In my case could be:
Bring the user to post page following the permalink
Bring the user to a shop cart to buy post extra features (visibility, more images, homepage positions and so on...)
Tell the user that the post is pending content review
I don't have an idea on how I could encapsulate this information in HATEOAS.
I was thinking to something like:
POST /item/42/activate
200 Ok
Content-Type: application/json
{
"suggested-action": "check-censure-panel",
"censure-reason": "censored (gambling)",
"_embedded": {
"foo.item": {
"id": 42,
"title": "Lorem Ipsum",
"status": "ACTIVE",
"body": "Very long text."
"_links": {
"self": {
"href": "/item/42"
},
"permalink": {
"href": "/item/42/permalink"
}
}
}
}
But the problem is that every suggested action is heterogeneous for extra attributes, another example may be:
"suggested-action": "go-to-checkout",
"product-order": 424242100,
They don't have a common interface, so I can't make a a vnd.foo.suggestedAction+json type.
What is the best way to design this response?
The next action is a state transition, and you seem to be using HAL so any state transitions should be presented as HAL.
Clients of your app need to react to what state transitions your app provides. So one very simple thing you could do is send a Location header to the next resource the app should present. You could even 302 redirect them there instead of 200'ing them with the updated resource.
You could provide the next action as a link...and not necessarily a HAL link. You could do it as a Link header (https://www.rfc-editor.org/rfc/rfc5988) but i think that would be weird, i just bring it up to knock home the point that your app needs to tell your client about a link.

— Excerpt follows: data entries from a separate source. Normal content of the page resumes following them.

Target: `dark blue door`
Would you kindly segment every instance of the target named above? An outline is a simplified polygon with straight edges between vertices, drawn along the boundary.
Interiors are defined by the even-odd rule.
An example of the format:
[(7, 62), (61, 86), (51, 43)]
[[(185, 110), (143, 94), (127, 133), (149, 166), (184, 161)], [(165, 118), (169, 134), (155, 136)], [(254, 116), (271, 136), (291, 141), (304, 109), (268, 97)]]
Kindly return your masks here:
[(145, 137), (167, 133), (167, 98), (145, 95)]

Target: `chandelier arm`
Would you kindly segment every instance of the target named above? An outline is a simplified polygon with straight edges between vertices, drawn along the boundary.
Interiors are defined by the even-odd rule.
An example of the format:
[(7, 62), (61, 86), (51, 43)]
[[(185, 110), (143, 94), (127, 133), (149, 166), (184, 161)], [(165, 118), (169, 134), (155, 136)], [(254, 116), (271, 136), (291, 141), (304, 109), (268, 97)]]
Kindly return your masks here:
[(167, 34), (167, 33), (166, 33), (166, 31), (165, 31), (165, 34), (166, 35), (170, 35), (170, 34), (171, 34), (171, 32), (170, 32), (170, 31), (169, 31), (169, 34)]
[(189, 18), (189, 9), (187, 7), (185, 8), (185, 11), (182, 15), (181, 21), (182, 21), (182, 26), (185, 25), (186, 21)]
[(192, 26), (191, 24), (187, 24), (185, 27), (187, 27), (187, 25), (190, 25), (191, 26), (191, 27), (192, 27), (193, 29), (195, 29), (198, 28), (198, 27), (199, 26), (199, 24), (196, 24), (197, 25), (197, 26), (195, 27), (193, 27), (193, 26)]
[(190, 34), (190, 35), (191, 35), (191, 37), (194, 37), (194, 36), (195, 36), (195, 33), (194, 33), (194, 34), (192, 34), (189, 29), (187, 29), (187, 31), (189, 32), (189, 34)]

You seem to want to use custom media types, but you could use profile links (https://www.rfc-editor.org/rfc/rfc6906) and mix in a profile into your vnd.foo type. You can stick to your vnd.foo type and just have it defined that there is an optional suggested-action link relationship. The problem in your example is you're defining it with data fields, but use a link:
{
"id": 42,
"title": "Lorem Ipsum",
"status": "ACTIVE",
"body": "Very long text."
"_links": {
"self": {
"href": "/item/42"
},
"permalink": {
"href": "/item/42/permalink"
},
"x:suggested-action" : {
"href" : "/path/to/best/action"
}
}
the client can follow that link, present the user with an option to follow that link, or ignore it. In the middle case, it's nice if your app provides some context to the user, like a title field:
"x:suggested-action" : {
"href" : "http://path/to/check/censure/panel",
"title" : "Check Censure Panel"
}
Also you can give a hint as to the resource the app can expect:
"x:suggested-action" : {
"href" : "http://path/to/check/censure/panel",
"title" : "Check Censure Panel",
"type" : "vnd.censure.panel/json"
}
I personally don't like doing that as i like my client to react to whatever i send them, but it's useful when you give multiple suggested actions:
"x:suggested-action" : [
{
"href" : "http://path/to/check/censure/panel",
"title" : "Check Censure Panel",
"type" : "vnd.censure.panel/json"
},
{
"href" : "http://path/to/checkout",
"title" : "Start Checkout",
"type" : "vnd.checkout/json"
}
]
now the app can decide based on well defined media types which of the suggested actions it wants to do, present, or ignore.